The other stuff is semi-legit if you include all practices that banks have used since the beginning of time, but many of them are not in use anymore. Example: mother's maiden name is easily gained information in the age of The Book of Faces.
Slashdot still doesnâ(TM)t support Unicode after it was added to the HTML standard in 1997.
Define "Legitimate"
Here's one all the same though,
Fortune 500 company decides that it wants to use the services of "Call center cubefarm dystopia" for part of its service call needs.
Call center cubefarm dystopia INC clearly is not Fortune 500 Inc, but has an agreement to PRETEND to be, with Fortune 500 Inc. Fortune 500 Inc DOES NOT WANT customers to know that Cubefarm Dystopia Inc is who is really handling their support calls, because that's just bad PR. They also do not want to train, retain, or operate the support staff themselves, because $$$.
So, Cubefarm Dystopia Inc spoofs being Fortune 500 Inc on their caller ID.
You can spoof any number by sending a user provided caller ID. The only reason the other party doesn't see the caller ID you provided is because the provider strips it from your signalling. If you are behind the phone switch of your company, the provider has no way to determine if the extension your phone switch signals to PSTN is correct.
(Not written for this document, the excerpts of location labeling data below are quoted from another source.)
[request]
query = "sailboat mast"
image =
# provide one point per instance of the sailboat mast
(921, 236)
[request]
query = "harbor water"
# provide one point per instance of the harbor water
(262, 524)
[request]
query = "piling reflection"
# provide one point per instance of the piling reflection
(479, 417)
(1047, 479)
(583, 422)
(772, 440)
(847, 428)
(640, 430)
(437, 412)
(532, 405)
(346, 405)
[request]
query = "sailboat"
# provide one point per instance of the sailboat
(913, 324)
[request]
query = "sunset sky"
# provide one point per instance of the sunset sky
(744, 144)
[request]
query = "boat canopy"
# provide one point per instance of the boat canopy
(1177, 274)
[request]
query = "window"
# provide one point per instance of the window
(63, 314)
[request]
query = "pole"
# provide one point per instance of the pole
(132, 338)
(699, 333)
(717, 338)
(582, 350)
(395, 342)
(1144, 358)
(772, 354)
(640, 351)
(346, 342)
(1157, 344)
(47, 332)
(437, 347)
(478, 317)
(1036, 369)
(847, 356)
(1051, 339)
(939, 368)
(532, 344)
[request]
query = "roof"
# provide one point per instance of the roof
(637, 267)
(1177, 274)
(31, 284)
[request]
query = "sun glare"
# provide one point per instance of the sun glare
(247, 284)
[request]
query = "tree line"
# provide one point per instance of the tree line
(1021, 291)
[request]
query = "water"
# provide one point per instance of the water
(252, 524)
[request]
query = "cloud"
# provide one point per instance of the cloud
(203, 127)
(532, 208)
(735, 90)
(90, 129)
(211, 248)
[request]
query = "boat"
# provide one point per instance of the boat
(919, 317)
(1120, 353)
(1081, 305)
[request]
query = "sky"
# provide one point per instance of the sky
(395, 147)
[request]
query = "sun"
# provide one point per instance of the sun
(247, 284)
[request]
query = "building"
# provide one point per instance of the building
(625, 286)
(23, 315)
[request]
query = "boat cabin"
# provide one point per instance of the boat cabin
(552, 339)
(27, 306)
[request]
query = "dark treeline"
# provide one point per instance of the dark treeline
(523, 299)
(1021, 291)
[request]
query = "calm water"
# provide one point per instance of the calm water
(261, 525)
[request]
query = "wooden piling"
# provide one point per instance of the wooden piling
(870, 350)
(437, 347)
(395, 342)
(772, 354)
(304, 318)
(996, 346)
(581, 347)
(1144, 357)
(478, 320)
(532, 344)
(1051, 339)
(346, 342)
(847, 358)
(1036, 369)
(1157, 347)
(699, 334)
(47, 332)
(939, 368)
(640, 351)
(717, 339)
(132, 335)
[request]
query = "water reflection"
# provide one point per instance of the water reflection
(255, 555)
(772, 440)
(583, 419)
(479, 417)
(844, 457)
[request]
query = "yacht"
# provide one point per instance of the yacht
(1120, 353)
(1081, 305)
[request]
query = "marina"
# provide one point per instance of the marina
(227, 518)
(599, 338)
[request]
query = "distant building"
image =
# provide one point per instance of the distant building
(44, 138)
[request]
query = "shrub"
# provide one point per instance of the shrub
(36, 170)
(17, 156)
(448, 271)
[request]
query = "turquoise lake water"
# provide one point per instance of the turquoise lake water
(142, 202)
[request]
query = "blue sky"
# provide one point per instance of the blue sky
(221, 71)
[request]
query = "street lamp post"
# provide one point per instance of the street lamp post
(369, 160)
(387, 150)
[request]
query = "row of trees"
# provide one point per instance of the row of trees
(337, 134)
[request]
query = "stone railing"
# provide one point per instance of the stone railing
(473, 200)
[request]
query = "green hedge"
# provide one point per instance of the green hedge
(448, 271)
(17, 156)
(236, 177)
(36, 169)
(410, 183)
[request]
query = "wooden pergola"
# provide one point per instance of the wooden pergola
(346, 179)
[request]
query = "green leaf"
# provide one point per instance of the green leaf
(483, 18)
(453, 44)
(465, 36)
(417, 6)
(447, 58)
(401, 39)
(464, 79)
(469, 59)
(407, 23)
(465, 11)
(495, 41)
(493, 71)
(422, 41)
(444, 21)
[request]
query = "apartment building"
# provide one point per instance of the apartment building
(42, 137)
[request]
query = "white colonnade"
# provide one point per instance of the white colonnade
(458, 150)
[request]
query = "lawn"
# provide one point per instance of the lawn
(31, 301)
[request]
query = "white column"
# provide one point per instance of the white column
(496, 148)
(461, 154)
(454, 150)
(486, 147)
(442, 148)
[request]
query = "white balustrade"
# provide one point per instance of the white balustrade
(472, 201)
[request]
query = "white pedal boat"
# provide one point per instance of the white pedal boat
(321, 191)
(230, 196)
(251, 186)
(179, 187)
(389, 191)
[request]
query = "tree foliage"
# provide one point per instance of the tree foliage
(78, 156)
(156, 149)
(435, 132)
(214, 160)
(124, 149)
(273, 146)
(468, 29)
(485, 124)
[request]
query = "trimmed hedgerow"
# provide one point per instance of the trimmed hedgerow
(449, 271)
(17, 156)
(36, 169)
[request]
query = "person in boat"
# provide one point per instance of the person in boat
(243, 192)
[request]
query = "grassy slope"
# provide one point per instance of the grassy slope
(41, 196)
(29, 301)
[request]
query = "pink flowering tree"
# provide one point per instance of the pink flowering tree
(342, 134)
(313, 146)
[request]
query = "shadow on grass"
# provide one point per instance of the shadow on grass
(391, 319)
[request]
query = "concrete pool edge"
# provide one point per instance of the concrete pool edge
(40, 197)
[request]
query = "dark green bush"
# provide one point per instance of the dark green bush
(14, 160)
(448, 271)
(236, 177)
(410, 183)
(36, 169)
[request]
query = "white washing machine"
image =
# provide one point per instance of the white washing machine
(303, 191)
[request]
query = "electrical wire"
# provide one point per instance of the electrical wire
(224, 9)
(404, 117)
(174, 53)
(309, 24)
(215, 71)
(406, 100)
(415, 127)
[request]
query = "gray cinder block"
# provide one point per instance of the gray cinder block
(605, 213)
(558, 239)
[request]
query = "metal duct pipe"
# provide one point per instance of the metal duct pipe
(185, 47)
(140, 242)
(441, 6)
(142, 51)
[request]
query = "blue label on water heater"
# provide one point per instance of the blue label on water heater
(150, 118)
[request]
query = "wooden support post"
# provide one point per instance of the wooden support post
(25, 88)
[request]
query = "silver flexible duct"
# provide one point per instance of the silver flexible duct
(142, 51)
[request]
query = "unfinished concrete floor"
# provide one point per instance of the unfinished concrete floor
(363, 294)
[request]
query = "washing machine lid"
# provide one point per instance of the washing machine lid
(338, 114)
Depending on your trunk configuration, the provider thus either accepts the signalling, or strips it and replaces it with the trunk dial-in number (e.g. the number of the company's attendant switch board), so no callback will get through to the extensions.
If you are a company with several number blocks (e.g. several locations with their own trunks), and the company wants to show a central dial-in number for callbacks, the provider has a problem. It doesn't necessarily know all the locations of your company, because some might be with a different provider. Or the company has for redundancy reasons bought connectivity with different providers, with separate trunk numbers, but wants always their main number of the first trunk as the caller ID.
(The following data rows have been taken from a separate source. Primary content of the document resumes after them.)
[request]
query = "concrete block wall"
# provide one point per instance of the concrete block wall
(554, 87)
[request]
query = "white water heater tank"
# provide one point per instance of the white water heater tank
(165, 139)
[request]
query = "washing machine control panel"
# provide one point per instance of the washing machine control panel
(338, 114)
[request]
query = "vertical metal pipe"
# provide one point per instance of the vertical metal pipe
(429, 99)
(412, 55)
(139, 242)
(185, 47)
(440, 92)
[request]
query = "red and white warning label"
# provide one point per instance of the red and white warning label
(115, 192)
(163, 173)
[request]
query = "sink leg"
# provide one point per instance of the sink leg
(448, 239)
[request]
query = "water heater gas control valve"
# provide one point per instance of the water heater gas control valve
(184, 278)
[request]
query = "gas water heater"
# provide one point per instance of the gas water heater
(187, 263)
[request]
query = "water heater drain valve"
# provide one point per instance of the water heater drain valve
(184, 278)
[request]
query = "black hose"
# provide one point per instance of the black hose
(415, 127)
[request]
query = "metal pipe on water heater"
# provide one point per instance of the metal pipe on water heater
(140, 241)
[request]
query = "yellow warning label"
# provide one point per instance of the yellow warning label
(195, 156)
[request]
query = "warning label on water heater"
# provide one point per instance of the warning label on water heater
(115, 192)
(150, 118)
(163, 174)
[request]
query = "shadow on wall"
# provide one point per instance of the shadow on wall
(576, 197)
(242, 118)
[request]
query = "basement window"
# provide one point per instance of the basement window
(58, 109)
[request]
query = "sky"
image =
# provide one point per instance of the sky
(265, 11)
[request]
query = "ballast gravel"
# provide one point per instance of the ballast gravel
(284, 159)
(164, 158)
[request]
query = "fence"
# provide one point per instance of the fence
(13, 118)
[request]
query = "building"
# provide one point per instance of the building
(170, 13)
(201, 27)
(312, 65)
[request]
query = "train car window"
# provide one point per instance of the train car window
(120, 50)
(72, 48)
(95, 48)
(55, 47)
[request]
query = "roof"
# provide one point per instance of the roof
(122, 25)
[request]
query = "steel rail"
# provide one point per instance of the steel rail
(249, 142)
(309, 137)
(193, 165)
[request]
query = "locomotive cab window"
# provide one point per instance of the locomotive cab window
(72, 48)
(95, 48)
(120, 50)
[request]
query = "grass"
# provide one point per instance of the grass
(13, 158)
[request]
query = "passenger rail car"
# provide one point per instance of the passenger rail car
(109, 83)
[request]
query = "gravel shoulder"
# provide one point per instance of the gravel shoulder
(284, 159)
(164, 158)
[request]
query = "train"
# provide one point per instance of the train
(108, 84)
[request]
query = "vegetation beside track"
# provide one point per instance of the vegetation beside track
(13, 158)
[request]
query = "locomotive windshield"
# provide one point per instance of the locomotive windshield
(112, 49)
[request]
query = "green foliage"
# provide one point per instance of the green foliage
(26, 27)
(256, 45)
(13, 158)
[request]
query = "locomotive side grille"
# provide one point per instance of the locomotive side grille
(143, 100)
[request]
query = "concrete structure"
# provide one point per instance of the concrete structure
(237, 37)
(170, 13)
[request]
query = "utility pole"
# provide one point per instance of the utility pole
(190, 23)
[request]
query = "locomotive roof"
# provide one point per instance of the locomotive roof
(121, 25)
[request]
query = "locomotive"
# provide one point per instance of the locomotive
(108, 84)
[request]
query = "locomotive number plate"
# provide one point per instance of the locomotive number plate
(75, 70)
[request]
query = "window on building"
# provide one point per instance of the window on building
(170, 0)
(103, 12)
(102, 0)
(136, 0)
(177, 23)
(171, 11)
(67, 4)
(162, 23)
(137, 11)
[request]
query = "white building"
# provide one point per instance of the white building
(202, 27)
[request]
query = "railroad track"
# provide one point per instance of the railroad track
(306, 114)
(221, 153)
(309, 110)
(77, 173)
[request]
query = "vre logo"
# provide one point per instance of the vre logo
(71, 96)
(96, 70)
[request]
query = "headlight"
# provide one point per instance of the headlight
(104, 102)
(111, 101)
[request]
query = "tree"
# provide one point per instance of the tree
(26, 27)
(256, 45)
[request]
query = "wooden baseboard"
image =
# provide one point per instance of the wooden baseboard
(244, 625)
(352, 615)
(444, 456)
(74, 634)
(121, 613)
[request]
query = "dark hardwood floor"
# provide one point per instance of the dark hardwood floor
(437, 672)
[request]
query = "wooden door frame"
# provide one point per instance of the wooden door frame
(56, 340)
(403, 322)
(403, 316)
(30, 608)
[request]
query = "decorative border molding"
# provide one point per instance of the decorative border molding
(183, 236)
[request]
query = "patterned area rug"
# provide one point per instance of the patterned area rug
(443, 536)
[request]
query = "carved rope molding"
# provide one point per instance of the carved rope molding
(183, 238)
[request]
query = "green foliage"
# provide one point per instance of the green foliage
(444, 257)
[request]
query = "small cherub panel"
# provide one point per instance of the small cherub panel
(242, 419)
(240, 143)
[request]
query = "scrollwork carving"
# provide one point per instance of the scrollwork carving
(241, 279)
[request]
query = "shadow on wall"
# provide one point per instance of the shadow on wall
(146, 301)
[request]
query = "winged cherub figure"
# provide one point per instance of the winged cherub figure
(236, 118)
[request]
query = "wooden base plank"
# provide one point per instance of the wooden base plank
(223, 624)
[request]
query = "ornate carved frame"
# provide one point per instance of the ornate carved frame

In this case, the company gets a "CLIP no screening" contract, where it is the sole responsibility of the company to signal the right caller ID, and the provider takes it without further checks, as it has incomplete information anyway and wouldn't be able to determine if the caller ID provided is valid or not. Only if there are complaints about wrong caller IDs coming from the trunk, the provider will cancel the "CLIP no screening" and no longer trust the information, strip it and replace it with the trunk number (or cancel the contract alltogether).
But if the calls with the spoofed number are crossing several providers, it will take a long time until the rogue trunk is determined that is using the wrong caller ID, because at the exchange points, the providers have to take the information of the call at face value, not really able to check if they are valid or not.